Assessment Conditions

  • Assessors must:
  • hold training and assessment competencies as determined by the National Skills Standards Council (NSSC) or its successors
  • have vocational competency in the furnishing industry at least to the level being assessed with broad industry knowledge and experience, usually combined with a relevant industry qualification
  • be familiar with the current skills and knowledge used and have relevant, current experience in the furnishing industry.
  • Assessment methods must confirm consistency of performance over time rather than a single assessment event and in a range of workplace relevant contexts.
  • Assessment must be by observation of relevant tasks with questioning on underpinning knowledge and, where applicable, multimedia evidence, supervisor’s reports, projects and work samples.
  • Assessment is to be conducted on single units of competency or in conjunction with other related units of competency.
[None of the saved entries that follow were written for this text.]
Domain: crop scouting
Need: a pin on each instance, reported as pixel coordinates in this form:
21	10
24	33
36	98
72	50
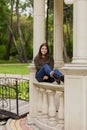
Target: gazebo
72	111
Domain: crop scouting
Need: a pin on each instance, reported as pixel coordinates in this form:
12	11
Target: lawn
14	69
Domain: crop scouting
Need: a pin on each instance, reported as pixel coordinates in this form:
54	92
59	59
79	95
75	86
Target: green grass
14	69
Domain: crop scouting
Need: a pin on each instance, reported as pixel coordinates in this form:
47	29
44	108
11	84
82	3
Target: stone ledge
52	86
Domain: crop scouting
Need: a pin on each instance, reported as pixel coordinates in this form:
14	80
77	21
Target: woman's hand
45	77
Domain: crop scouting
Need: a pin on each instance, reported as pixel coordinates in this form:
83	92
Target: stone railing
47	111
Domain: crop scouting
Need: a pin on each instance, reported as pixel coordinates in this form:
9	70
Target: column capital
69	1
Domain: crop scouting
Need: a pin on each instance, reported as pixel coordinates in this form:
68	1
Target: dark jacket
41	62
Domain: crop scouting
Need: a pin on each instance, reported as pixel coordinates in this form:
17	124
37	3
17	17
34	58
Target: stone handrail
46	107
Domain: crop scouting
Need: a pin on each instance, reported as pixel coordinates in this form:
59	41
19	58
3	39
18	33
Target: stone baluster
44	104
61	109
40	96
52	108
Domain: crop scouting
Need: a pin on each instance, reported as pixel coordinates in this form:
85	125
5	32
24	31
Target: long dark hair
39	55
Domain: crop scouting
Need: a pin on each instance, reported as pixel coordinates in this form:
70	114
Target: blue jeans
45	70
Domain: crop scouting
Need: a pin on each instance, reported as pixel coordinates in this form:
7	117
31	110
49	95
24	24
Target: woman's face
43	50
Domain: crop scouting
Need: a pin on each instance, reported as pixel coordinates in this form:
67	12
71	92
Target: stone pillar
80	31
75	97
39	25
58	33
75	87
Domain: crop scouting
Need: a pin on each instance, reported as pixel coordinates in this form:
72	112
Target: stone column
75	87
80	31
39	25
58	33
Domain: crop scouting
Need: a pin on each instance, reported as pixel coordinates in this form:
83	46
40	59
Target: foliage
21	69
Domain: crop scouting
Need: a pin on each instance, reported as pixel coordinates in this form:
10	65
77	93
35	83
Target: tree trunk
20	32
9	44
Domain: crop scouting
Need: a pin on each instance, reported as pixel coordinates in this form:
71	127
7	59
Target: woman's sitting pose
44	64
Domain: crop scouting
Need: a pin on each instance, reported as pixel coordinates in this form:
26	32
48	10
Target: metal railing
14	94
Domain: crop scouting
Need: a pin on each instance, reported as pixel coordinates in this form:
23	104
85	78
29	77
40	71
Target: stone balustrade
48	115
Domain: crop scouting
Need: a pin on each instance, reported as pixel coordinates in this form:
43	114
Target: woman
44	64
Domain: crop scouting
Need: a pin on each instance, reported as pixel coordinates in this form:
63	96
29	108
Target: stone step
19	124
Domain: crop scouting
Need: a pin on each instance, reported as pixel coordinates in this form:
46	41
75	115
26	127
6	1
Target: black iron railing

Foundation skills are integral to competent performance in the unit and should not be assessed separately.
  • Assessment must occur on the job or in a workplace simulated facility with relevant process, equipment, materials, work instructions and deadlines.
  • Access is required to materials and equipment relevant to establishing and maintaining a safe furnishing technology work environment, and relevant WHS legislation and regulations.